Tuesday, May 19, 2009

Institutionalised.

Hand in hand. Eyes closed. It's what she wanted all along.

The others had laughed. They were the type for it. Or perhaps they weren't, and that was the problem. Either way, she saw them as straight-road people. The type of road you can see along for miles and miles and miles until the horizon cuts in; a purple faced hopeful who never did manage to print his name on the dance card.

She couldn't bear the thought of it. Of that type of life. Fuzzy, street-cam scenery set on a five year loop, only each time the film is worse...more difficult to decipher. Everybody looks older. In fact, everybody gets older. They have aspirations. Cook, clean, sit and die. It's just a piece of paper. Why complicate life with living?

She wanted it if only for the distraction. Death. A perpetual deadline. It would come for her eventually. Perhaps suddenly, with a bang and a clatter...perhaps not for a while - a sigh on the stalk, ready to volunteer itself as the last in a long, long line. She didn't know - couldn't know anything other than that there was no avoiding it. Experience wouldn't buy her immortality - not the valuable brand of it, anyway - but it would buy her satisfaction. Better yet, it put a few bends in the road; a left turn here and there, and she could duck out of grim sight, even if only for a moment or two.

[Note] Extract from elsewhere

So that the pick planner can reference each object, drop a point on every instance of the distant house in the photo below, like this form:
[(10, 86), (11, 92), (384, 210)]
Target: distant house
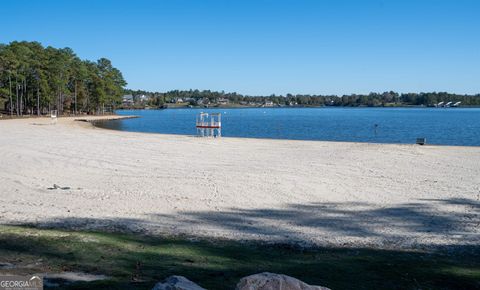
[(223, 101), (127, 100), (203, 101), (268, 104), (143, 98)]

Hand in hand. Eyes closed. It's what she wanted all along. It's just a piece of paper. She knows it - she barely glanced when they asked her to sign. But it wasn't the paper that mattered - not the paper, the dress...not even the ring.

It was the excitement. The difference. Time is cruel - a year, tedious. One must suffer through 365 days, most very similar to the one before, and so it goes and goes and goes until ring around the rosie, we all fall down. An engagement gave her something to differentiate from simply being. To look forward to.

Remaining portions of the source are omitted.